宿屋などで1泊するたびに1日が経過し、日数の経過によってシナリオが進行したりイベントが起こったりします。12月7日から旅を始め、24日(31日)を過ぎるとゲームオーバー。1日進むごとにタイムリミットが迫るのは圧迫感がありましたが、それなりに気を遣いつつプレイしていれば、日数が足りなくなるようなことはありません。
戦闘ではキャラたちの会話イベントが多く用意されています。グレやウェハースがクミを庇ったり、気絶したキャラを他のキャラが励まして起こしたりと、皆で助け合いながら戦っている感覚が良い。シンボルエンカウント方式で敵の動きもかなり遅いので、必要以上に戦うことはありません。倒した後は敵の死体が残り、なんだかリアル。「わしら追い剥ぎみたいやなあ……」と言いつつ死体をまさぐり、毛皮を剥いだりお金を盗ったりするグレたちの姿が笑えるというか何というか。戦闘で傷ついたヌイグルミのグレを、クミが繕って直してあげるのは和みました。

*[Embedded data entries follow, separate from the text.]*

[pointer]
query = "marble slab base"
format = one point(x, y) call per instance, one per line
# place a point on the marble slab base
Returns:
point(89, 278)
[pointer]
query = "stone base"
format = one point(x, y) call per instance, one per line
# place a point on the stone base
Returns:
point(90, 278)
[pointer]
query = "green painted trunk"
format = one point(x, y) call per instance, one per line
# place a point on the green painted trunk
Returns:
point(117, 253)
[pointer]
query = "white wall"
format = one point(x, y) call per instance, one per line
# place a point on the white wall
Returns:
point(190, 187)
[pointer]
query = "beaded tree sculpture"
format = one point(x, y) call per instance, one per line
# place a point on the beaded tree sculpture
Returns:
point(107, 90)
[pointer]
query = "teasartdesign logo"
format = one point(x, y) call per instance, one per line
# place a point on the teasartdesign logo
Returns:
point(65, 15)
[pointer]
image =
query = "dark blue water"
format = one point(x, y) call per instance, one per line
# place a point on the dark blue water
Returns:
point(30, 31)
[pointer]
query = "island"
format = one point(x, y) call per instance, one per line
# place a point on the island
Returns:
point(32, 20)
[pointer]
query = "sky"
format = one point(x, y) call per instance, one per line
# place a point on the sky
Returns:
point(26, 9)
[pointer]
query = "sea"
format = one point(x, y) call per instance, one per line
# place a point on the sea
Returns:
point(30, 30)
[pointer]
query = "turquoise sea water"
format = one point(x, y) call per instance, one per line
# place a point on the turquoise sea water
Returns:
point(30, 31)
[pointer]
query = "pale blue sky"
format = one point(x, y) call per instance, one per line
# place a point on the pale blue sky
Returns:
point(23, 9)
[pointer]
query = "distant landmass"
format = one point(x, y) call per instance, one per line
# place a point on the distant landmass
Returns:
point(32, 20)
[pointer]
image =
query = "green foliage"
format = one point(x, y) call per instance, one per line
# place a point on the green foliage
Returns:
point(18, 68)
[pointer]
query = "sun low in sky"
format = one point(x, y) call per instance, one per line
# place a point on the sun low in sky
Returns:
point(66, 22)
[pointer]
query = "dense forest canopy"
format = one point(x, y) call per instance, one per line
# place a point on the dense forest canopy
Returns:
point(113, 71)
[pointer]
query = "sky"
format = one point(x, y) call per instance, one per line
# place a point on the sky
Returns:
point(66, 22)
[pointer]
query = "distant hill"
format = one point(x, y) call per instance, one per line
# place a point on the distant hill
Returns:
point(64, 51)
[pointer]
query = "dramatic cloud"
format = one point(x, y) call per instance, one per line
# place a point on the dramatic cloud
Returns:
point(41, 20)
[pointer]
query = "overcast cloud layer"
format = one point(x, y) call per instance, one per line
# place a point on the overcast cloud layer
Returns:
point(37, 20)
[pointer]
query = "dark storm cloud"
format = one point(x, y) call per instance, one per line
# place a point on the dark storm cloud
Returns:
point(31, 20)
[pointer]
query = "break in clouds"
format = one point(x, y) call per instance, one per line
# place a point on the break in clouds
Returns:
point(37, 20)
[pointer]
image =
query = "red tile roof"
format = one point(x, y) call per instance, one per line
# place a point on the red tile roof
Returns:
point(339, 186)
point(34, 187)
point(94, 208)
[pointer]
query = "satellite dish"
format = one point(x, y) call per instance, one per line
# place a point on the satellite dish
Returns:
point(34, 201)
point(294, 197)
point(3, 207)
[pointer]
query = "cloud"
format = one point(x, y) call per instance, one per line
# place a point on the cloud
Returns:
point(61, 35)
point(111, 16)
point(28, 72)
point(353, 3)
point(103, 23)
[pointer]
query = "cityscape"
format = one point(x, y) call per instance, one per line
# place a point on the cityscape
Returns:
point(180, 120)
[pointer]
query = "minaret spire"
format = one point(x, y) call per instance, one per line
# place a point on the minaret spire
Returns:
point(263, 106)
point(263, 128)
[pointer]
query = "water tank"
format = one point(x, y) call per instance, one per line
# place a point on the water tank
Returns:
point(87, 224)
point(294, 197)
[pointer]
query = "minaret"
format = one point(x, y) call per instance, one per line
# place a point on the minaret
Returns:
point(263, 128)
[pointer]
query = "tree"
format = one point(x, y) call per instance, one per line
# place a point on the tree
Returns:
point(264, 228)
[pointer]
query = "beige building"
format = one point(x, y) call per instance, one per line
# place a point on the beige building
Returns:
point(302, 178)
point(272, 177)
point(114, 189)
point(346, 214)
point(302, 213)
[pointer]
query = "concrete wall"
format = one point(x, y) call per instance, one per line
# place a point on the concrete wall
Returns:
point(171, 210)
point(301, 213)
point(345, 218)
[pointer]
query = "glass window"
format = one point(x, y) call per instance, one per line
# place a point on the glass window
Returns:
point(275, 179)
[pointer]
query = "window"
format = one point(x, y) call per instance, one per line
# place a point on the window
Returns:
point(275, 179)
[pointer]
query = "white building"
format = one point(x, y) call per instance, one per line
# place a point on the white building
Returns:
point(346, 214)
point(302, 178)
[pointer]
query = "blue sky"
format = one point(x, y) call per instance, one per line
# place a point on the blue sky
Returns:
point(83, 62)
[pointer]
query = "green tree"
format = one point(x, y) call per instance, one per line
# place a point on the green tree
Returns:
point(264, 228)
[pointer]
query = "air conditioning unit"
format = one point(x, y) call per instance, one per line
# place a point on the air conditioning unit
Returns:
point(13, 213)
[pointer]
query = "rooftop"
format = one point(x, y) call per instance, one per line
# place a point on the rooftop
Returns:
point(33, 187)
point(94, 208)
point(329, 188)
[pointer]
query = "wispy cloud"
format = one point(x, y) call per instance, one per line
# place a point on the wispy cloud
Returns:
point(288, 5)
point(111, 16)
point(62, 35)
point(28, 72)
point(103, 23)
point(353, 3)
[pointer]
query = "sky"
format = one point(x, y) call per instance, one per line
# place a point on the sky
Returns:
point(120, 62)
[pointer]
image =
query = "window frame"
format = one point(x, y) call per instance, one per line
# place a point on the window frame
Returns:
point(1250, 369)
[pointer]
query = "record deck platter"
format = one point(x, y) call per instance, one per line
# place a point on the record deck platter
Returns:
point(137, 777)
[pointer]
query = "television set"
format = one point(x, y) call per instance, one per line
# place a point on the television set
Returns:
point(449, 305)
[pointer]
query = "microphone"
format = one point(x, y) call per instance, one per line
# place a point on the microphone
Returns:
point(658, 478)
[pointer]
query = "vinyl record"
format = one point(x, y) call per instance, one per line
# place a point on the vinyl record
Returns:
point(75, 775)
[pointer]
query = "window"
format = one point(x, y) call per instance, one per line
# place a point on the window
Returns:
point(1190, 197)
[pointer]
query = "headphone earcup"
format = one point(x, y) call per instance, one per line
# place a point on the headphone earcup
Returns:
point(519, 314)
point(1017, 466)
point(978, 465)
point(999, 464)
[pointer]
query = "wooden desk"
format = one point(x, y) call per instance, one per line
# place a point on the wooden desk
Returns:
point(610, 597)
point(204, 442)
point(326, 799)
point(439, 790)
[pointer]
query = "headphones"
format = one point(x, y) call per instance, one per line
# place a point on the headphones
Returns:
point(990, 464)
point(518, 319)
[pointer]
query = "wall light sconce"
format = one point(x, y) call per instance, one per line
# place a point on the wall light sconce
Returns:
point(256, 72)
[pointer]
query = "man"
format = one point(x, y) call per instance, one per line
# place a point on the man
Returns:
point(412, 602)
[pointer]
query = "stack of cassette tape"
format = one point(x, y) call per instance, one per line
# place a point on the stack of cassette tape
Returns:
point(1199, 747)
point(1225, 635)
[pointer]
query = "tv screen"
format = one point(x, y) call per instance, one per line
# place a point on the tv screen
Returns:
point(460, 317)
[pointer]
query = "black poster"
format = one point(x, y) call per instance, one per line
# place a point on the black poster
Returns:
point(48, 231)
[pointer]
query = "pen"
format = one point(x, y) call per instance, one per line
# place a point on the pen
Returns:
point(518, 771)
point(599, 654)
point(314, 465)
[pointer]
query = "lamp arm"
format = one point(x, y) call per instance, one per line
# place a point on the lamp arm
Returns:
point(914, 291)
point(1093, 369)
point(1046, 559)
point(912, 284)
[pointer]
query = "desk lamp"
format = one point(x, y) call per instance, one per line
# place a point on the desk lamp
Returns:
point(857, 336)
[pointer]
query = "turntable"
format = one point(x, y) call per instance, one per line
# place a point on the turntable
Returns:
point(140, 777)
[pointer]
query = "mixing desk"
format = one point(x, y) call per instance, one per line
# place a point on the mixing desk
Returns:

ほのぼのRPGと思いきや、意外にシビアな世界で、嘘か本当か分からない予言を元に
8歳のクミが魔王討伐へ送り出されてしまいます。結果的には予言の通りにクミが世界を救い、めでたしめでたしなわけですが、大人たちの身勝手さを随所で見せつけられ、いまいちスッキリしませんでした。グレが彼らを非難することで作品内のバランスは一応とれているものの、最後くらいは
あの王様あたりにガツンと言ってやりたかった気もします。
クミの母親の愛情から生まれたヌイグルミのグレは、どんな時もクミの身を案じ、クミを守ろうとしています。クミとグレの温かな絆が、本作の一番の魅力かもしれません。シナリオはあちこち粗が多いように感じましたが、クミとクマの関係だけは最後まで丁寧に描かれていました。